Nascido em Delta Amacuro, ele conta que não quer voltar para Venezuela. “Na Venezuela não tem nada. Está morrendo muita gente. Morrendo por falta de alimento, falta de medicina. O governo está matando muitas pessoas na rua. E os índios sofrem mais. Se eu conseguir trabalho, não volto mais. Já passei muita necessidade”, conta Evélio, que deseja conseguir recursos financeiros para ajudar a família que ficou na Venezuela.

Devido à dificuldade de trabalho, ele e a mulher planejam conseguir meios para comprar material de artesanato para vender. “Não quero ficar pedindo na rua”, disse.

Insegurança preocupa Cáritas

Representante da Cáritas Arquidiocesana no acompanhamento aos Warao em Manaus, o padre Joaquim Hudson Ribeiro mostra-se preocupado com a opção do poder público em transferir apenas os indígenas que estão no Terminal Rodoviário de Manaus para o abrigo na zona leste da capital amazonense.

“As condições das casas no centro da cidade são péssimas. E eles não têm mais condições de pagar o aluguel. As doações nas ruas têm diminuído. Parte da população vizinha também começa a se incomodar e ali é uma área considerada ‘vermelha’, perigosa. Se a situação dos que estão no Centro também não for resolvida, vai ter problema. E a Cáritas não tem condições de assumir os aluguéis dos demais meses”, conta.

Padre Joaquim Hudson disse que o primeiro contato que teve com os índios Warao aconteceu no dia 2 de abril, quando um grupo esteve na missa na Capital Metropolitana de Manaus. O grupo procurou a Igreja Católica voluntariamente.

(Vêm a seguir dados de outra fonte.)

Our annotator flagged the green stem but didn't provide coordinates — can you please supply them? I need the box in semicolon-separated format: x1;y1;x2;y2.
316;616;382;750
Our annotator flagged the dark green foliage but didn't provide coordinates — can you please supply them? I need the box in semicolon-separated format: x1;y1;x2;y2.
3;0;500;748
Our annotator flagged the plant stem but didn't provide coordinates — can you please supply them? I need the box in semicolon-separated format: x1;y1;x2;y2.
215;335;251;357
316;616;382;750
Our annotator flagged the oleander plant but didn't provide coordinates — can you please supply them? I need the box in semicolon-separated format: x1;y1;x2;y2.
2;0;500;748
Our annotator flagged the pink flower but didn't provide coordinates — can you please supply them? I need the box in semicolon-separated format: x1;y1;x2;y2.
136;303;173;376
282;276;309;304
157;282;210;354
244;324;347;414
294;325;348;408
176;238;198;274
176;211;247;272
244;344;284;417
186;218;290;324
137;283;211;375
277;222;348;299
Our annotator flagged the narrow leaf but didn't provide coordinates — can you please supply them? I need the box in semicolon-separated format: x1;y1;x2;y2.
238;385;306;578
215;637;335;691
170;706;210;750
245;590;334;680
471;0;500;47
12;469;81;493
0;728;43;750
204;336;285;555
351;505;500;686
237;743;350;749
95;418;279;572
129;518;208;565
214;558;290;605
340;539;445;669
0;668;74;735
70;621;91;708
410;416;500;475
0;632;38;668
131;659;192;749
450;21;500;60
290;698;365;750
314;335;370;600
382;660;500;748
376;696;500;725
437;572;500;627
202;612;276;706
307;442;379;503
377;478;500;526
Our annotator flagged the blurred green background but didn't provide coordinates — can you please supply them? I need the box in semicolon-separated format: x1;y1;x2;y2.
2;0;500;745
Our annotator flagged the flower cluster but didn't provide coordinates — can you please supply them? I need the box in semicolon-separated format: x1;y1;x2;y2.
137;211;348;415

“Eles nos procuraram logo depois que houve o anúncio do governo de fazer o transporte deles de volta para Venezuela, de ônibus. Disseram que não queriam ir. Pediram ajuda, comida e alojamento. Então, a gente começou a acompanhar, a olhar a situação de saúde, eles vivendo em uma situação muito insalubre. Conseguimos levar uma equipe de médicos e enfermeiros porque estávamos vendo a morosidade da Semsa (Secretaria Municipal de Saúde)”, relata. A Semsa, até então, vinha realizando apenas atendimentos esporádicos.

No mesmo período, a Cáritas também precisou bancar um aluguel de outro prédio no valor de R$ 2.500 para abrigar as famílias que perderam seus pertences após um incêndio no local onde viviam.

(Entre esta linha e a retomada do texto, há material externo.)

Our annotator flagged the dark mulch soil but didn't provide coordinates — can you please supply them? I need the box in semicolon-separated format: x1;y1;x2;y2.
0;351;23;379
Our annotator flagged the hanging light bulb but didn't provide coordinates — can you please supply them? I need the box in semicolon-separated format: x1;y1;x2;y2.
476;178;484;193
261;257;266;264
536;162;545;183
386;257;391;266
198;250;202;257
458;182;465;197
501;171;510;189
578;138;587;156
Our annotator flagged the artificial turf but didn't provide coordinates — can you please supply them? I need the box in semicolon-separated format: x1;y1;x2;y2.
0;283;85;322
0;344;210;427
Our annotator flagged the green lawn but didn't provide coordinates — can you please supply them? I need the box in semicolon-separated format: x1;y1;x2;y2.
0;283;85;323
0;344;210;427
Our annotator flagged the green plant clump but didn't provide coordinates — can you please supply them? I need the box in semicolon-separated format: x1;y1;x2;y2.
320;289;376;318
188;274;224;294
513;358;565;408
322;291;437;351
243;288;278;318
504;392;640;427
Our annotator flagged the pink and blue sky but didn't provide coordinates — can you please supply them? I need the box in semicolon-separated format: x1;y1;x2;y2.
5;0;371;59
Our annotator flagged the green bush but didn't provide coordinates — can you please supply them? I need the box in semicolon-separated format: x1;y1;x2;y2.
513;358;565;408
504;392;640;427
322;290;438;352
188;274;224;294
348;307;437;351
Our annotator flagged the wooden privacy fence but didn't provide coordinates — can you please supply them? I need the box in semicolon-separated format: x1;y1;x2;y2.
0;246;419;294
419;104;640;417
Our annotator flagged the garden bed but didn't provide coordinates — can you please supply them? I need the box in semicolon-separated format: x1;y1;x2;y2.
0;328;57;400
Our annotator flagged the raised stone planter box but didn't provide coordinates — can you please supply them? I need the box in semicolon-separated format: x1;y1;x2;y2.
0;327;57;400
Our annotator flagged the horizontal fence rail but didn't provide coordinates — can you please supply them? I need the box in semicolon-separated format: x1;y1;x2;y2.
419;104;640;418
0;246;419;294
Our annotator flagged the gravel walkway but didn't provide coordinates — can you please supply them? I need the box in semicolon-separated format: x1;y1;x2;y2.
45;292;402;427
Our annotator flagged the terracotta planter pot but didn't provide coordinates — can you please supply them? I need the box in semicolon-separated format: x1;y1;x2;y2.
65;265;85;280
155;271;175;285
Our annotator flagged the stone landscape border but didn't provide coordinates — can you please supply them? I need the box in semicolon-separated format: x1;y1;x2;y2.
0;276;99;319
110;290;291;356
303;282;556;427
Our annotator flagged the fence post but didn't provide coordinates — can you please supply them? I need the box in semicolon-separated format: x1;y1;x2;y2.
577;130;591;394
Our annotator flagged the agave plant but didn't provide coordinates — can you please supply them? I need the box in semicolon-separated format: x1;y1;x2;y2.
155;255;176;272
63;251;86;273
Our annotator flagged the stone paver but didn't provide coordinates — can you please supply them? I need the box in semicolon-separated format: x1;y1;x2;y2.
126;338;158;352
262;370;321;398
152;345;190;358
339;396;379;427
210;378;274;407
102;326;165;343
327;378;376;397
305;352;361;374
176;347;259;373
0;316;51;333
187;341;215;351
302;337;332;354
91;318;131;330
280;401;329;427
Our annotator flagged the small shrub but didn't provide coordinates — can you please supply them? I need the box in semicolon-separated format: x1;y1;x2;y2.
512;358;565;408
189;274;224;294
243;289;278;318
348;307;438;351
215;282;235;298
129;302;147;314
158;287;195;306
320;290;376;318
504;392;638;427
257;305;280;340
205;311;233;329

Após conversa com a Semsa, a sede da Cáritas recebeu no último dia 16 de abril uma equipe de médicos e enfermeiros para os Warao, em uma primeira ação efetiva de atendimento à saúde por parte da prefeitura. Um segundo atendimento aconteceu no Terminal Rodoviário, dois dias depois.

A mesma avaliação sobre a destinação dos Warao ao abrigo tem o procurador da República Fernando Merloto Soave, do MPF do Amazonas. Ele afirma que é preciso contemplar todos os grupos e sugeriu que se construa “soluções sustentáveis” a longo prazo para que os próprios indígenas consigam “caminhar com suas próprias pernas”.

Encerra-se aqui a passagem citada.